In an effort to draw more fans toward NASCAR, France elected to add a modified-sportsman race at Darlington on the same day as the AAA event in Raleigh. Twelve-thousand NASCAR supporters saw Curtis Turner wheel his Ford to victory after 200 laps at Darlington. Sadly, the race was marred by the death of Rex Stansell prior to Turner taking the checkered flag.
NASCAR issued a statement shortly after July 4 saying, “The Raleigh event failed to live up to its advance billing,” citing that Ruttman’s winning average speed of 89.109 mph was much lower than what the AAA expected.
It was the beginning of a private feud that lasted for decades, including an incident on May 13, 1954, when France was escorted from Indianapolis Motor Speedway during practice for the Indianapolis 500. France was in Indiana for a meeting with officials of the Indiana State Fairgrounds where he had hoped to sanction a future NASCAR race.

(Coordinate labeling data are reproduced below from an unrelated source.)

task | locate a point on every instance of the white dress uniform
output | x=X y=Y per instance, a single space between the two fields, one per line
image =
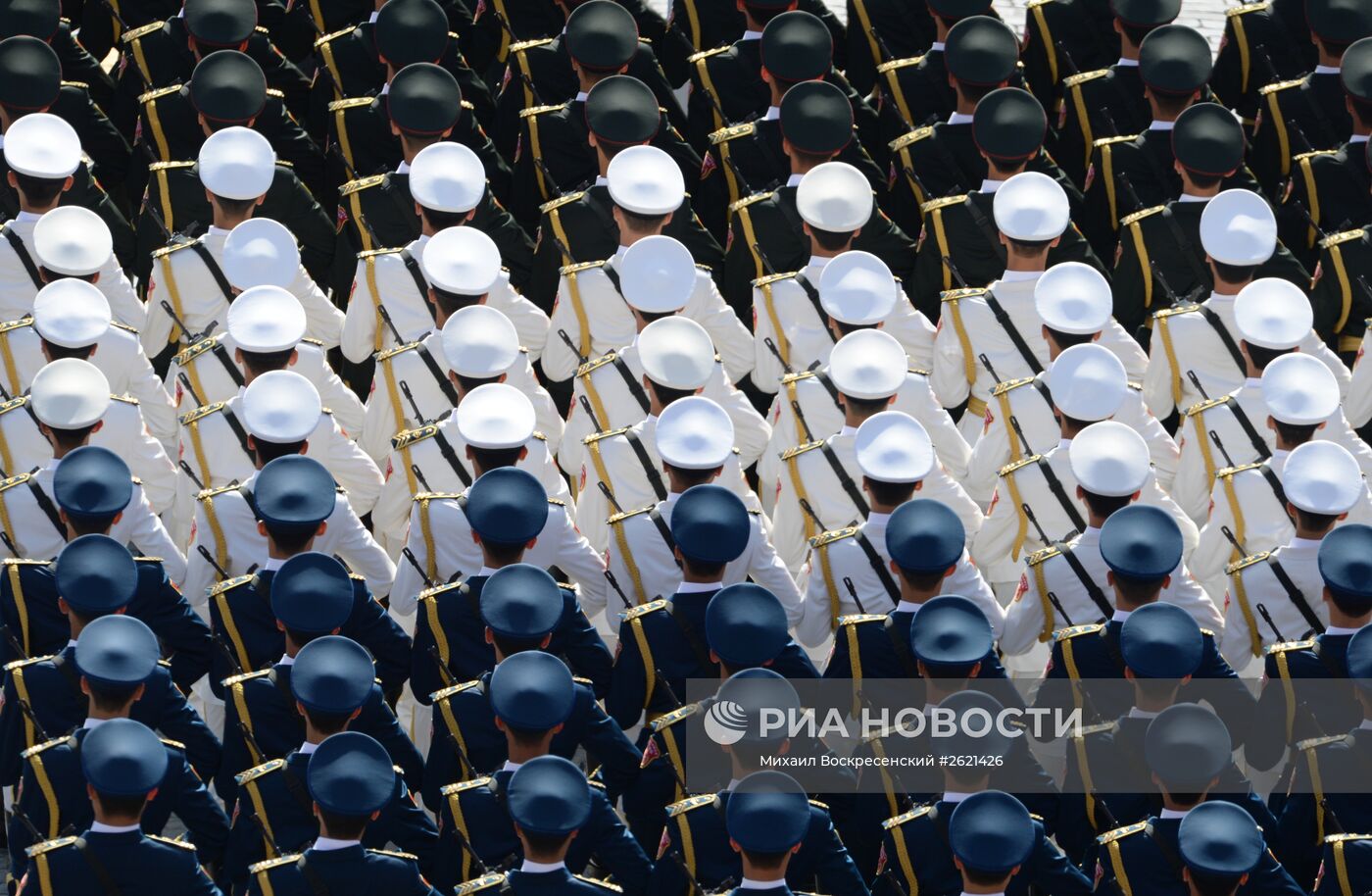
x=1032 y=618
x=441 y=542
x=1317 y=477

Interestingly, two years after France’s death on June 7, 1992, NASCAR raced at Indianapolis Motor Speedway for the first time on Aug. 6, 1994.
The Speedway division’s inaugural season was rather short. On May 25, 1952, the second Speedway race was held at Martinsville (Va.) Speedway with Tex Keene prevailing over Jack Smith and Baker.
On May 30, Wally Campbell went to victory lane at the Monroe County Fairgrounds in Rochester, N.Y., over Keene and Bill Miller.
Then on June 1, Miller won on the three-quarter-mile Charlotte (N.C.) Speedway, which had hosted the first NASCAR Strictly Stock race in 1949.
On June 8, Keller was victorious over Smith, Campbell and Baker at Atlanta’s Lakewood Speedway.
One week later, Cherry won over Jim Reed and Bill Spear at Pennsylvania’s Heidelberg Raceway. In the final race of the season at Langhorne (Pa.) Speedway, Cherry triumphed over Steve Yanigan, Campbell, Bonadies and Keene.
With a season-opening win and only one finish outside the top-10, Baker was crowned Speedway division champion.
Baker began his driving career in 1939 and joined NASCAR in 1949. When the Speedway division came to fruition, Baker was one of the first France called upon to compete there because of his longstanding popularity with the fans. It was his hard-charging style of driving that kept them coming back each time he raced in any NASCAR division.
“My first break came when I went to the Charlotte Fairgrounds (June 19, 1949),” Baker said in the October 1992 issue of American Racing Classics. “The late Grady Cole, a radio announcer, saw me drive. I started near the rear and went though the field. Whenever Cole saw me drive, he said, ‘I believe if that guy had something to drive, he would make a driver.’ I had a lot of determination. I think I hit everybody out there. For a long time, I felt it was easier to knock them out of the way than it would have been to race with them. That’s the way I drove. I was making enough money to get by on, but I was making a lot of enemies.”
Baker’s name and style of driving didn’t save the division as interest among fans and promoters never developed. The second and final season for the Speedway cars was in 1953 with only four races being run. Campbell, Wayne Aspaugh, Dick Frazier and Pete Allen were the winners with Allen crowned champion.
Baker’s son, 1980 Daytona 500 winner Buddy Baker, felt his father was one of the best in anything he drove.
It’s believed Buck Baker won more than 650 short-track races with 46 victories coming in NASCAR’s premier series, including three Southern 500s at Darlington. The elder Baker also collected NASCAR Cup Series championships in 1956 and ’57.
“He could do things in a race car I could only dream about,” said the younger Baker. “Throughout the entire racing world, I don’t know of anybody who would have said he didn’t give 110 percent from the time they dropped the green flag until the race was over. He was the same way in life, too.”
H.A. “Humpy” Wheeler, former president and general manager of Charlotte Motor Speedway, recalled how strange it felt to see open-wheel cars as part of NASCAR’s lineup.
“Big Bill (France) saw the popularity of open-wheel racing in the Midwest and wanted to be a part of it and was determined to start his own series,” Wheeler said. “There was a plethora of open-wheel cars around at that time that weren’t being used. Still, in the end, there just wasn’t a connection to that type of racing with fans in the South. They just couldn’t identify with the open-wheel cars and didn’t relate to them like they did stock cars.”